A este propósito, alguém falava com amigos no café, dizendo que os partidos
extremistas e intolerantes, cá do rectângulo, sonham e deliram com fascistas,
nazis, racistas e homofóbicos. Dizia que em democracia os extremistas de
esquerda e os extremistas de direita, acabavam por defender a violência e o
controlo de liberdade, até de pensamento. Lembro que o filósofo S. Mill dizia,
mais ou menos isto: «se houver um milhão de pessoas a pensarem todas o mesmo, e
uma só a pensar diferente, o pensamento desta deve, igualmente, ser tido em conta».

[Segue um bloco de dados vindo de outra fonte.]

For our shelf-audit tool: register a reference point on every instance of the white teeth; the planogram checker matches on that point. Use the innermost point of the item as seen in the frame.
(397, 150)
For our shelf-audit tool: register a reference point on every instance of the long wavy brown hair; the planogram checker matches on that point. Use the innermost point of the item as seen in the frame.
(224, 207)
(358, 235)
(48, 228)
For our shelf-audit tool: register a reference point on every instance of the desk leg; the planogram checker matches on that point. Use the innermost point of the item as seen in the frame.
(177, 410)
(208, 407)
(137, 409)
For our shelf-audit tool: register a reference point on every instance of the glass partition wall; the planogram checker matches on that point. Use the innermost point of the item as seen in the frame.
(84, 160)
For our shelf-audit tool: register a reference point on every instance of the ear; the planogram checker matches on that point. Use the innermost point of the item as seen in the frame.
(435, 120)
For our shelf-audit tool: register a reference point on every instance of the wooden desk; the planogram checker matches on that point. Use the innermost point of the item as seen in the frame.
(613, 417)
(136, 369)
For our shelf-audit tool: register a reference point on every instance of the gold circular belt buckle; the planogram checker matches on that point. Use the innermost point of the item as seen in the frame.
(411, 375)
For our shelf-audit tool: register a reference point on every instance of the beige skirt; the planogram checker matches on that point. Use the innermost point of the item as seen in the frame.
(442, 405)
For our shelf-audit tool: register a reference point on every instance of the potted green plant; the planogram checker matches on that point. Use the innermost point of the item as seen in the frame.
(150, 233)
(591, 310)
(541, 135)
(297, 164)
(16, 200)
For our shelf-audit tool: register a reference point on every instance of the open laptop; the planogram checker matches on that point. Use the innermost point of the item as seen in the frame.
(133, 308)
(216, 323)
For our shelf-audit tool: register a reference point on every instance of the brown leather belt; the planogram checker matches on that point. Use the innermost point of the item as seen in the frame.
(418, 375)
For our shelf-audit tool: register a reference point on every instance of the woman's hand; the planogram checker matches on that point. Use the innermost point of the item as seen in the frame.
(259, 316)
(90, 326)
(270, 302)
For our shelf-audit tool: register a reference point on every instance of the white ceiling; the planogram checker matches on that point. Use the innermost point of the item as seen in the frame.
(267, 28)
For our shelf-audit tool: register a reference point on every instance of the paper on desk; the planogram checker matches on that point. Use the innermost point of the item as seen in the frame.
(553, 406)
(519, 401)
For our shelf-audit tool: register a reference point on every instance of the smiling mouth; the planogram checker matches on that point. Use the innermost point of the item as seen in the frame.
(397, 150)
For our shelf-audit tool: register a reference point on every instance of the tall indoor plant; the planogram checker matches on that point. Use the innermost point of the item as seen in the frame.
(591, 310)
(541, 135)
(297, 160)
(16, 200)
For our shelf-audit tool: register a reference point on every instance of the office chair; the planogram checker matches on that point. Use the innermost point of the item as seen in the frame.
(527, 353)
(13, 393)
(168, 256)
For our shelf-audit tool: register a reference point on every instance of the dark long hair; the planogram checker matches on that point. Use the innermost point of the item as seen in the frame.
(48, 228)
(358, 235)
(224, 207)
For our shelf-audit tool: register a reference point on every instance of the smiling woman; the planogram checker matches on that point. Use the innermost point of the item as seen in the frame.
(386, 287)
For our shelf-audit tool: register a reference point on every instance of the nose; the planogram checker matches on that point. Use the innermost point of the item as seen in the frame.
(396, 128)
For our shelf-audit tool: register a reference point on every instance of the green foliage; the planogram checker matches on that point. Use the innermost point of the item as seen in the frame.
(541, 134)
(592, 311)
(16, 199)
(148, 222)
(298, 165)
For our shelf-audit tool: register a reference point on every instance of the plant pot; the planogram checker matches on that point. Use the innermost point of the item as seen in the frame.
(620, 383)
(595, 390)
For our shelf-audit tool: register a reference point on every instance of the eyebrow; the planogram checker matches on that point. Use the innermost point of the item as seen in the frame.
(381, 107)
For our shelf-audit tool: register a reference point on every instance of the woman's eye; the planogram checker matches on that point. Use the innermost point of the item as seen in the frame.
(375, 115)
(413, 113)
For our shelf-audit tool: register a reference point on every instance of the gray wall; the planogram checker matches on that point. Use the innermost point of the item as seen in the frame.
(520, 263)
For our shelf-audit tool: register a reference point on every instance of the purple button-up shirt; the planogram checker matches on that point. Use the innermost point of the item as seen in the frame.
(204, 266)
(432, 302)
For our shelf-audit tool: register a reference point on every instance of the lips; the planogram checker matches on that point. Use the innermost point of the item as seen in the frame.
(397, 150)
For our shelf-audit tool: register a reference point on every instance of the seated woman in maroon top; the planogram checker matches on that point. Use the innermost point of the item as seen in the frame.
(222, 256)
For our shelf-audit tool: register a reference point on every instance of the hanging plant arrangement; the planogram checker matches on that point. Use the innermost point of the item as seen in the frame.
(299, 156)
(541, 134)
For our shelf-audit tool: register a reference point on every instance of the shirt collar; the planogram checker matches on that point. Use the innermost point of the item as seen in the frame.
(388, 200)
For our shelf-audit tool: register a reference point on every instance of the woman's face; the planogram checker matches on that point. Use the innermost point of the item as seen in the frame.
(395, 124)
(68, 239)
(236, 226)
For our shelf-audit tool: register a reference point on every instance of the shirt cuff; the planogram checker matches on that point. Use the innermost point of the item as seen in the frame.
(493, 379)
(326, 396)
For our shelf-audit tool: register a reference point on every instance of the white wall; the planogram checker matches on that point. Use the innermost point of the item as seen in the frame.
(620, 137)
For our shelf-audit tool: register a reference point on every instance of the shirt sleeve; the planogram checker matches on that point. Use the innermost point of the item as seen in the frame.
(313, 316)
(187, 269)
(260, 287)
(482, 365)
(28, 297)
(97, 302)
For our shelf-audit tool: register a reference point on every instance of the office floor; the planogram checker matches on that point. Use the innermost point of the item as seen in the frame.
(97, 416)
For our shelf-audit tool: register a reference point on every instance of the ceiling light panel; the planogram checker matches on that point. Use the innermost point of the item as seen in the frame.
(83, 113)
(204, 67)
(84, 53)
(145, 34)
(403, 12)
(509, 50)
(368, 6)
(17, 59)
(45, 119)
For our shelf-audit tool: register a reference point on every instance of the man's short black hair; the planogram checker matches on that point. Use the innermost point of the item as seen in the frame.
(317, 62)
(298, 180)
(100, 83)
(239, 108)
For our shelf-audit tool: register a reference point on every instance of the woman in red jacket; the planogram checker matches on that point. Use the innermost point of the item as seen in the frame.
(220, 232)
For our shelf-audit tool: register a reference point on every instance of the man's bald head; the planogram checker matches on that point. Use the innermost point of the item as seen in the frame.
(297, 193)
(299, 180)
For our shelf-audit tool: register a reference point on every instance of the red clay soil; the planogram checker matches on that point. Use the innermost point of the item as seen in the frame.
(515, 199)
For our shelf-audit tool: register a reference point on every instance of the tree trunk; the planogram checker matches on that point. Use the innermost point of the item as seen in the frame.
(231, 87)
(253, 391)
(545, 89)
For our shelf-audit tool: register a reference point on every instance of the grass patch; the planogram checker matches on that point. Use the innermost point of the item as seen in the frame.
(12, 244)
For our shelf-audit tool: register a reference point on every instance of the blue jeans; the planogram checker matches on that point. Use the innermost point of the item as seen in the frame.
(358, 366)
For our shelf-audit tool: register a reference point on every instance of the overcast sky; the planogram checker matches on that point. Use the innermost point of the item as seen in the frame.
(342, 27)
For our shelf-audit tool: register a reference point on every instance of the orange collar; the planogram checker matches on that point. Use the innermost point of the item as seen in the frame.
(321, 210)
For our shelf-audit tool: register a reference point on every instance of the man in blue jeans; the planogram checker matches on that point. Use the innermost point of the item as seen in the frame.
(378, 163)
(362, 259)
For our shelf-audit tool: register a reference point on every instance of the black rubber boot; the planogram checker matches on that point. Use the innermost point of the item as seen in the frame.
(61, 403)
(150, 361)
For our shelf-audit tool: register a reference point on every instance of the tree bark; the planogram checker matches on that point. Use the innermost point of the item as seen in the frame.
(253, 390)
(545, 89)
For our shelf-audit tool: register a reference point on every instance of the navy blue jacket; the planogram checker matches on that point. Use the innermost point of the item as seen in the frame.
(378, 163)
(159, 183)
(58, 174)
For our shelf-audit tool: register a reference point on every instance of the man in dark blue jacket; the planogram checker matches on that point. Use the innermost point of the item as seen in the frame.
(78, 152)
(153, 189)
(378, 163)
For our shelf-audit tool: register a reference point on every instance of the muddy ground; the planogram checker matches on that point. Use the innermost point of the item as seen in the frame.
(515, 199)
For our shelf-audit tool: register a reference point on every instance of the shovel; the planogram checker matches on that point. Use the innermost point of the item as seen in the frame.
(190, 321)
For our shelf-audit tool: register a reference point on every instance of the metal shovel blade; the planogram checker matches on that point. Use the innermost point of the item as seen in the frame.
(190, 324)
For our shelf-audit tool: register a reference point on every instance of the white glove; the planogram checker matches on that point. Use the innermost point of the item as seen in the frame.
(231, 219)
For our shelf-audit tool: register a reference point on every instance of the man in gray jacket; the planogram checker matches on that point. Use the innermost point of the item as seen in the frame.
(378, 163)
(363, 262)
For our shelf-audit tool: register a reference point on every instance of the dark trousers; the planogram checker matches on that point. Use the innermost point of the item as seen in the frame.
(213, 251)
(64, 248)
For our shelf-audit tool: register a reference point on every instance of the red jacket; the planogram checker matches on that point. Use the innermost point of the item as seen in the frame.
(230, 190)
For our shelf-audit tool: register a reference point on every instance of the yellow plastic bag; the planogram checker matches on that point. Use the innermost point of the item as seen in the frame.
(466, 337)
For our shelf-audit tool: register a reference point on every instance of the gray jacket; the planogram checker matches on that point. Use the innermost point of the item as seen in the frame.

A democracia só existe quando respeitamos o que os outros dizem, mesmo
discordando frontalmente deles. As
palavras combatem-se com palavras e não com violência (verbal ou física). Alguns
aparecem nos media a vomitar ódio e meias-verdades contra pessoas moderadas que
apenas querem manifestar as suas convicções e saberes, ao cabo e ao resto são
tanto ou mais intolerantes e radicais do que aqueles que acusam. A democracia
não é um campo de cebolas que tem proprietário privado. A democracia é um
exercício de cidadania que se vive e se fortalece no respeito pelo outro, seja
de direita, do centro ou de esquerda, mesmo na nossa cidade.